私が学生時代、テレビの深夜番組で偶然デビューしたてのスティーリー・ダンによるスタジオ・ライブ2曲を観たのがことの始まり(この映像は貴重です!)。
一般的にはデビュー曲「ドウ・イット・アゲイン」が有名ですが(数多くのカバーもあります)、自分がまだ若造だったからなのか、一種独特のラテン風な曲調のそれよりも(野暮ったく感じた?)、アップテンポでカラッと突き抜けるほどに軽快なノリのロックンロール・リズムに早口言葉っぽくまくし立てるドナルドのボーカル、そして圧巻は当時在籍していたジェフ・スカンク・バクスターがテレキャスター弾きながらピョンピョンと飛び跳ね、ツナギを着た巨漢ギタリスト、デニー・ダイアスと徐々にヒートアップしてゆくツインバトルを繰り広げた「輝く苦節」で圧倒されてからでした。
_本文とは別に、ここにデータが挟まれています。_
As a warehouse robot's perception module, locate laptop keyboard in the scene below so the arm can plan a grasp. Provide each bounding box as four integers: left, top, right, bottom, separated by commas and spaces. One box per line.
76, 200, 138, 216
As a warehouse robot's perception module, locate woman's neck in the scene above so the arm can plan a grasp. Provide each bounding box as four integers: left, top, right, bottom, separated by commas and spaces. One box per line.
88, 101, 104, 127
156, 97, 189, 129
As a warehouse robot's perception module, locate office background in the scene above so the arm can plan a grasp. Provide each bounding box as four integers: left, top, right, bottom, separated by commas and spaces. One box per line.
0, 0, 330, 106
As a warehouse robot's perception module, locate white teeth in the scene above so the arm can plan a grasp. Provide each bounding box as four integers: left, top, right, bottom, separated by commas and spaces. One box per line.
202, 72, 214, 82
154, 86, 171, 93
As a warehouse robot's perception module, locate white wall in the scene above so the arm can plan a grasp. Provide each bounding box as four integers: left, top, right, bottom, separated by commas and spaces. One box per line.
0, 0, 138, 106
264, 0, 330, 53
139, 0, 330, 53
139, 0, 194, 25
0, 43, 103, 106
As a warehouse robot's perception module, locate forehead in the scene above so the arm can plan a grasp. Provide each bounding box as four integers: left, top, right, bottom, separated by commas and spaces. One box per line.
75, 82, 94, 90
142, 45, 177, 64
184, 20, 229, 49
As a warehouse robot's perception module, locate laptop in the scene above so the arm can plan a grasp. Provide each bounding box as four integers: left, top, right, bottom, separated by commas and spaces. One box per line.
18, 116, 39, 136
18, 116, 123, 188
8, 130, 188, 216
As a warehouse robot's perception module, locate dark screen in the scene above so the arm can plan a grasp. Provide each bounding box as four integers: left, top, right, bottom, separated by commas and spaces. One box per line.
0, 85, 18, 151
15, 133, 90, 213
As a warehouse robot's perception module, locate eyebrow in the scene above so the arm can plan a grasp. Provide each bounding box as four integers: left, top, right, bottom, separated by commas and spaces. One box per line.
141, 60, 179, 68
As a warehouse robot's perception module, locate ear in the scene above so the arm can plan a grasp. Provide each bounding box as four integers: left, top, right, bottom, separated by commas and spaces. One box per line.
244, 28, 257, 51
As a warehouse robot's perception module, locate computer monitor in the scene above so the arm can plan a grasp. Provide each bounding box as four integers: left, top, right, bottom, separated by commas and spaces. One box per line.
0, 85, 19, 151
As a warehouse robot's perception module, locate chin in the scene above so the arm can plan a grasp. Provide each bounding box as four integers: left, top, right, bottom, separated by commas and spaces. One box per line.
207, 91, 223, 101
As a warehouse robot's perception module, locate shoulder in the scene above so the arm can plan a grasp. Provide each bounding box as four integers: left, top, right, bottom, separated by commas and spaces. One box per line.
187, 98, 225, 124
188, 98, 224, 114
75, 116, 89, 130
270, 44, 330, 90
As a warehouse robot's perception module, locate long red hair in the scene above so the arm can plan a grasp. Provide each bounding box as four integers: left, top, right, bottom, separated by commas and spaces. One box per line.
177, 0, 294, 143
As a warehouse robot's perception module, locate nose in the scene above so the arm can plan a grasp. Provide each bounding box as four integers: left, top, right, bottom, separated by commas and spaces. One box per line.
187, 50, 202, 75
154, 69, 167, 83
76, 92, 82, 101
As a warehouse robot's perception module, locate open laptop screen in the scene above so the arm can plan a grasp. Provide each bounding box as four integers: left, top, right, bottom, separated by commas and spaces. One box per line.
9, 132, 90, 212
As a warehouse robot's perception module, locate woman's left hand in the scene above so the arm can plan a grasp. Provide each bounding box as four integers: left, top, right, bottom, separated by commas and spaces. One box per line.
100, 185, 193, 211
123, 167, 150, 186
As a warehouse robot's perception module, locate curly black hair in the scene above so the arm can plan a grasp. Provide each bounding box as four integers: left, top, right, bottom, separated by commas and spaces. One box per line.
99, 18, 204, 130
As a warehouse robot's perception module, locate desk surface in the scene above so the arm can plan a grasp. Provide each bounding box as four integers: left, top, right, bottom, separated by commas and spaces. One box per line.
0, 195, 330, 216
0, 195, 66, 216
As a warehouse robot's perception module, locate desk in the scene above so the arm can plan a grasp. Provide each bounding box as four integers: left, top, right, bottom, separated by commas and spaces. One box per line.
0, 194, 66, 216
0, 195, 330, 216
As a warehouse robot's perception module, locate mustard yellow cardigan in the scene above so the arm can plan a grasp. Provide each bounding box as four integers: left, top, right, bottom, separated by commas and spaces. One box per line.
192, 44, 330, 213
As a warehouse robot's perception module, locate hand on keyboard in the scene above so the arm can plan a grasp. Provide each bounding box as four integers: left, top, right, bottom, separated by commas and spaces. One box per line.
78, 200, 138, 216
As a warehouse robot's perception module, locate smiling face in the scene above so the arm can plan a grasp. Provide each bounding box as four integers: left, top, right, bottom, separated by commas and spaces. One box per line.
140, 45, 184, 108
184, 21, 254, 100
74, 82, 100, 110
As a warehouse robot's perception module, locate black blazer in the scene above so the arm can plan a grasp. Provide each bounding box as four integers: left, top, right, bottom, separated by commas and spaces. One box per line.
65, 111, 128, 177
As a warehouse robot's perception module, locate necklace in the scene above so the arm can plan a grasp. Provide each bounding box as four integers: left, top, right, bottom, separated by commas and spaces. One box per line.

それ以降、私の周囲には誰一人としてスティーリー・ダンなんていうバンドに興味を持っている者がいない中で、自分だけが発見した凄いバンドなんだぞ!と密かな楽しみとして田舎で堪能していました。
若い頃ならば、素晴らしいバンドなどを知ったら会う人、会う人にその魅力を触れ回ってアピールしつつも同士を増やそうと躍起になるものですが、このバンドの時には何故かそうはなりませんでしたね。
その後も、リリースされるアルバムを逐一入手しながら、まったく捨て曲無しの完成度高い構成、卓越したプロデュース力、そして曲ごと贅沢に配されたバックミュージシャンのテクニカルなプレイ、追随するものを許さなきオリジナリティに今も圧倒され続けています。
バンド解散後のソロ、再結成後もドナルド・フェイゲンはわが道を往く的音楽活動に一切の妥協もぶれも、時流にも飲み込まれる事もなく多大なる影響力を与え、リスペクトされています。
写真はスティーリー・ダンではなく彼が今までに発表した4枚のソロと、意外なるジャズ・ロック・ピアノ教則ビデオを。
特にファースト・ソロ「ザ・ナイト・フライ」は歴史に残る名盤でお勧め。声を大にして「黙ってこれを聞け!」と言いたくなります。白黒ジャケットもカッコイイねえ!!
結局、ソロでもバンドでもいつの時代でも彼の曲は錆付くことなく永遠にドナルド・フェイゲンそのもの。聴いた瞬間にでもわかる音と声、唯一無二の崇高なる存在です。